First came the murder of Kitty Genovese in the predawn darkness of the quiet, middle-class community of Kew Gardens. The murderer was a lunatic who had never seen her before. It took 35 minutes; the killer left and returned three times to stab her again and again while Kitty Genovese staggered and screamed and dragged herself along the street. The interesting thing about it was that the police established that at least 37 neighbors, roused out of bed by Kitty's screams, had stared out their dark windows at one time or another, but none of them, in all that 35 minutes, called the police. When it was all over, a man--after phoning a friend for advice--crossed the roof of his building to a 70-year-old woman's apartment to get her to call the police. "I didn't want to get involved," he explained later.
At 3:40 one afternoon last week, an 18-year-old switchboard girl named Olga Romero hurtled naked and screaming down the stairs of a building on busy East Tremont Avenue in The Bronx. In the vestibule, in plain sight of the street (the door was open), she lay screaming and bleeding, while a man struggled to drag her upstairs again. "Help me!" she cried again and again. "He raped me." Heads popped out of offices along the hallway, and a crowd of about 40 gathered outside to watch. No one made any move on her behalf. No one called the police. It was sheer chance that two officers pushed through the crowd.

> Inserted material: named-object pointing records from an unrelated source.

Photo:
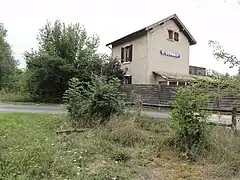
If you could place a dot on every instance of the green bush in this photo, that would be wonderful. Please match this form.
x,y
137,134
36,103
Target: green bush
x,y
94,102
189,120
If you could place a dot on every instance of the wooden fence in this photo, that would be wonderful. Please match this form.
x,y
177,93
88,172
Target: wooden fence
x,y
234,112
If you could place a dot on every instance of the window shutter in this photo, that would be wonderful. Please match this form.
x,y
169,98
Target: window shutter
x,y
130,80
122,55
130,53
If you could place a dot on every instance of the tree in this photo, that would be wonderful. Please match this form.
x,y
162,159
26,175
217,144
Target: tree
x,y
8,64
64,52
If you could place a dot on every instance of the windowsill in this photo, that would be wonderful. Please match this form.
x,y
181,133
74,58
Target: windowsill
x,y
126,62
170,40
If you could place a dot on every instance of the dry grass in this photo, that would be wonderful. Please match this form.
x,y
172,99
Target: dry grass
x,y
127,148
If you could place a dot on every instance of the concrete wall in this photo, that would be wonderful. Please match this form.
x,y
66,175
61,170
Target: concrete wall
x,y
146,56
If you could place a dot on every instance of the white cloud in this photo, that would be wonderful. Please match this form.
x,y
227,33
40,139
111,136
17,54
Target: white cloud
x,y
205,19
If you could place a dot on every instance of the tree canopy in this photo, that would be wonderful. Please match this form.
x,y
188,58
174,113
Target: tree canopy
x,y
64,52
8,64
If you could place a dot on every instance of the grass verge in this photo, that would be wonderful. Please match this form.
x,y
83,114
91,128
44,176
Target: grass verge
x,y
123,149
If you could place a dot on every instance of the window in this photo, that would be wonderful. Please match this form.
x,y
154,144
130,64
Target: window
x,y
126,54
181,83
173,36
176,36
171,83
170,34
127,79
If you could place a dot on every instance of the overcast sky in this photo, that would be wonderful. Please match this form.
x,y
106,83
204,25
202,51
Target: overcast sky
x,y
205,19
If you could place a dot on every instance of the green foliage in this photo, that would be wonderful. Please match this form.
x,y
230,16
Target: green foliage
x,y
65,51
98,100
189,120
8,65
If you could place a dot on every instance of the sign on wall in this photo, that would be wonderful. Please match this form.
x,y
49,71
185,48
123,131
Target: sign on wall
x,y
170,54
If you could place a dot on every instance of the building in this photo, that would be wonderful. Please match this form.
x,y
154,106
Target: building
x,y
199,71
156,54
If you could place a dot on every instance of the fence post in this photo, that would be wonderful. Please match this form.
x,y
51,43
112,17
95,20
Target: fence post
x,y
234,120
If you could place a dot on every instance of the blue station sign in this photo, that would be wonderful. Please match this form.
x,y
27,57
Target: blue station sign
x,y
170,54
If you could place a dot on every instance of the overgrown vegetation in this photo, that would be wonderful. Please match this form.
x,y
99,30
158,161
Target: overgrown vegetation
x,y
30,149
65,51
94,102
189,120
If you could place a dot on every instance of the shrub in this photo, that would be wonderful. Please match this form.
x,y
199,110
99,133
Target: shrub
x,y
189,120
96,101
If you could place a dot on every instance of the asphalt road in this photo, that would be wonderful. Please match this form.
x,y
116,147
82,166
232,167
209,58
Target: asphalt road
x,y
57,109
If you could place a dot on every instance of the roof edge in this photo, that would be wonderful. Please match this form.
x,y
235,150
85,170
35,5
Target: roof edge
x,y
173,17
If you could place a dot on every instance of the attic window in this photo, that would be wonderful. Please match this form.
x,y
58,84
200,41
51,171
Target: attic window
x,y
170,34
176,36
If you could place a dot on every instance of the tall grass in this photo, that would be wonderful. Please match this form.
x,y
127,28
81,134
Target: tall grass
x,y
125,148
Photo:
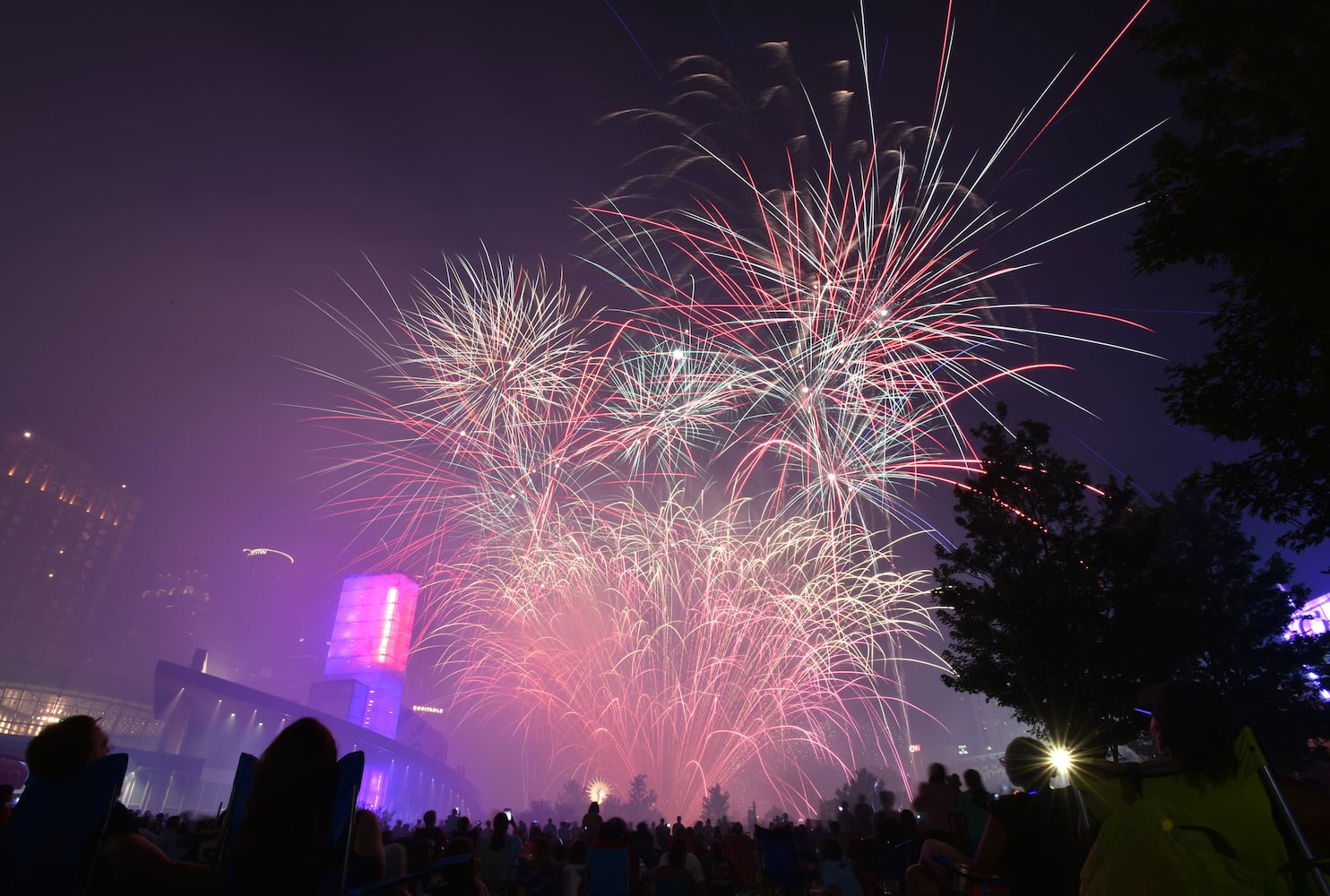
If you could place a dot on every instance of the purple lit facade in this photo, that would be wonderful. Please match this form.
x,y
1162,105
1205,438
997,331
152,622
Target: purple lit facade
x,y
367,654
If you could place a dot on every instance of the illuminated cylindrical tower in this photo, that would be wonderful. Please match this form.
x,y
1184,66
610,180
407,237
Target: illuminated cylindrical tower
x,y
371,640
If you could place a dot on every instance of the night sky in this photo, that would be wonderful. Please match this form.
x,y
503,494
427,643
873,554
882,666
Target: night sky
x,y
180,177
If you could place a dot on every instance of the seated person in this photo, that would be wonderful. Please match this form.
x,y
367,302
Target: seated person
x,y
837,874
1205,774
1031,836
678,873
131,860
285,840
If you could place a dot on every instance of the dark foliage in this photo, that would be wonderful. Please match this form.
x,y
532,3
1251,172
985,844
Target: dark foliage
x,y
1067,599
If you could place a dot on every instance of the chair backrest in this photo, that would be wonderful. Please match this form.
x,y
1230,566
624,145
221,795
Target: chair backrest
x,y
775,847
54,838
242,786
350,770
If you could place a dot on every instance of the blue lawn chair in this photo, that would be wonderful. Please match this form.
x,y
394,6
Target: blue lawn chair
x,y
52,841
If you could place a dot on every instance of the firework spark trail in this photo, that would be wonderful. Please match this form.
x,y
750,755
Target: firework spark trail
x,y
662,543
686,646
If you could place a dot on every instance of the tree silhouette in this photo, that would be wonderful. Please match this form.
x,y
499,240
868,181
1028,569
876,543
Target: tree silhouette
x,y
1067,599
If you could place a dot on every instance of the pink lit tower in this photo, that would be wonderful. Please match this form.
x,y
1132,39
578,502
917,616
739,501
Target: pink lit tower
x,y
367,654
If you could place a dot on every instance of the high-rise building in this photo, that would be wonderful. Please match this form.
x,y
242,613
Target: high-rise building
x,y
62,533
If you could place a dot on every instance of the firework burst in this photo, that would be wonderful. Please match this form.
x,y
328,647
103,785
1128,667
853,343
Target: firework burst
x,y
664,543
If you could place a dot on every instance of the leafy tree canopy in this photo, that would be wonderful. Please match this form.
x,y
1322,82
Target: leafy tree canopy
x,y
640,800
1067,599
716,805
1244,190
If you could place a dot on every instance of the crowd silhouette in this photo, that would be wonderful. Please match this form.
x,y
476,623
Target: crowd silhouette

What has happened that these things should be possible? One thing, certainly, is that the sense of community has been lost in the bigness and bureaucracy of big-city life. In small-town America, people wanted neighbors for a defense against loneliness; in big-city America, people feel that neighbors are merely crowding in on them and threatening their privacy. Nobody knows his neighbor--and doesn't want to.
And no one wants "to get involved" with these unknown and unloved neighbors--it may cost time to testify in court, maybe bring on a lawsuit for interference or for some nameless of fense. The Decent Citizen and Taxpayer is apt to feel that taking any kind of action is unwise, unsafe--and unnecessary.